Nora Szasz kann die Ansichten des jungen Mannes nicht verstehen: „Mit diesem Verhalten richtet der Mann einen gesellschaftlichen Schaden an und dieses Verhalten verurteile ich. Ich als Ärztin sehe es als meine Pflicht und Berufung an, Frauen in Notsituationen zu helfen – und zwar so zu helfen, dass sie dabei weder physischen noch psychischen Schaden nehmen. Niemand darf über andere urteilen, auch nicht über die Körper der Frauen. Der Mann verspricht sich davon einen Rückgang der Abbrüche, doch es ist ein Irrglaube, dass Schwangerschaftsabbrüche zurückgehen, je schwieriger man den Weg dorthin macht.
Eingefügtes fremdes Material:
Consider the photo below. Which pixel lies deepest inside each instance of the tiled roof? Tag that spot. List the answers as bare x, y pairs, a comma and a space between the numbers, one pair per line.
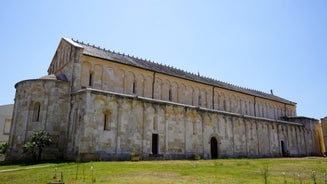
102, 53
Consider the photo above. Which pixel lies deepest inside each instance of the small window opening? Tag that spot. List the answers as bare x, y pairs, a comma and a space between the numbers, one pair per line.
106, 121
36, 112
155, 144
134, 87
90, 79
169, 95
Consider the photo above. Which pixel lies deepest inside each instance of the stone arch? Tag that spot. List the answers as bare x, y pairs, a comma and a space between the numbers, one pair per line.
119, 80
196, 95
130, 82
182, 93
189, 95
97, 79
214, 150
140, 80
86, 75
166, 90
174, 91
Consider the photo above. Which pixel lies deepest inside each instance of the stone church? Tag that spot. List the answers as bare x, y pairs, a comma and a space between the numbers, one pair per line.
101, 105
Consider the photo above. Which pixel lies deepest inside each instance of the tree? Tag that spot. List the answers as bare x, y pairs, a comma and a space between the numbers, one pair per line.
39, 140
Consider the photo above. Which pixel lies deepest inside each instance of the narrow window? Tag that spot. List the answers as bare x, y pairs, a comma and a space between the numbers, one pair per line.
106, 121
194, 128
154, 123
169, 95
134, 87
155, 142
90, 79
36, 112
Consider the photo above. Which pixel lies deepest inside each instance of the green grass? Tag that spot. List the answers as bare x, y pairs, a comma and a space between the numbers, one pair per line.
278, 170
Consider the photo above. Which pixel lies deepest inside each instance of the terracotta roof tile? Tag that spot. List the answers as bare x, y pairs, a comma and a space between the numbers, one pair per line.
98, 52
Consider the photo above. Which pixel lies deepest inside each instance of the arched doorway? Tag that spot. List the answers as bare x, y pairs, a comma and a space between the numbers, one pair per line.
214, 148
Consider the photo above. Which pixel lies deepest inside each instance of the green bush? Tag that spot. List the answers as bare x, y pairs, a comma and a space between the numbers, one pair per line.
3, 148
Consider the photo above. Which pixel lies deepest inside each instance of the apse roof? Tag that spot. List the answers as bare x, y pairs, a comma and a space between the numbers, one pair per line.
92, 50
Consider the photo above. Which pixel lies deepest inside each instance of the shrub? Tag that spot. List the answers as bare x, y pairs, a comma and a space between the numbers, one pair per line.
3, 148
39, 140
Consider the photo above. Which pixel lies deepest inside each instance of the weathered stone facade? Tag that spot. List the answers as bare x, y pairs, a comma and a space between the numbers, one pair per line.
102, 106
5, 122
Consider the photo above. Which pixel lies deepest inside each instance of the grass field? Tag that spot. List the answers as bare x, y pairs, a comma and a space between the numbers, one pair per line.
276, 170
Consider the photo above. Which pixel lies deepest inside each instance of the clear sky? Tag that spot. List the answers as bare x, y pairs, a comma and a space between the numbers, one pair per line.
258, 44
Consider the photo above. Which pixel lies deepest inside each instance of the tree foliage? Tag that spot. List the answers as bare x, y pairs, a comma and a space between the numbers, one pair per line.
39, 140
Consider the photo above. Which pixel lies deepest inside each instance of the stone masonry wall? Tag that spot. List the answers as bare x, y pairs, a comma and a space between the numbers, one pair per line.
40, 104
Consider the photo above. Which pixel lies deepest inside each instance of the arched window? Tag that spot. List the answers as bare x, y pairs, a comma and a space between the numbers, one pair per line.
91, 79
106, 121
134, 87
36, 112
169, 95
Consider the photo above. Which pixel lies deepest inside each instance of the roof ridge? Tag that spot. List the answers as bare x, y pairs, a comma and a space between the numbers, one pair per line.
203, 78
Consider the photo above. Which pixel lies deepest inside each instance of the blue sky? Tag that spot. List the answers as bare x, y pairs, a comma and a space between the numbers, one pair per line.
263, 45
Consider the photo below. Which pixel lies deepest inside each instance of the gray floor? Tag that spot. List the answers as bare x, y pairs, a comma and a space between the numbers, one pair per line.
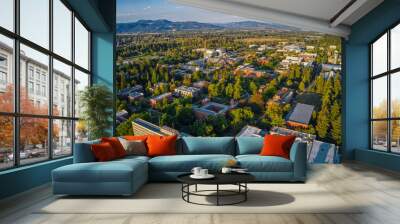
377, 188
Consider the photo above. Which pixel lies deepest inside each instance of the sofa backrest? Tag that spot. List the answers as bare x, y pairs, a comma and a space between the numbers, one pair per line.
207, 145
249, 145
83, 152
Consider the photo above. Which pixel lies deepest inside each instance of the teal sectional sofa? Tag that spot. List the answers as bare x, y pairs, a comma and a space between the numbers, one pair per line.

Auch ist es falsch, dass Frauenärzte mit Abbrüchen Gewinne erwirtschaften. Die Gebührenordnung der Ärzte legt genau fest, was man für eine Leistung berechnen kann. Das sind keine großen Summen und auch kein Wucher. Den Frauenärzten zu unterstellen, damit nur Geld verdienen zu wollen ist falsch und wir wehren uns entschieden dagegen.“

Szasz und Nicklaus erhalten nach wie vor große Unterstützung aus der Kasseler Bevölkerung und bereiten sich auf den Prozess im August vor –und kämpfen entschieden weiter für die Rechte der Frauen.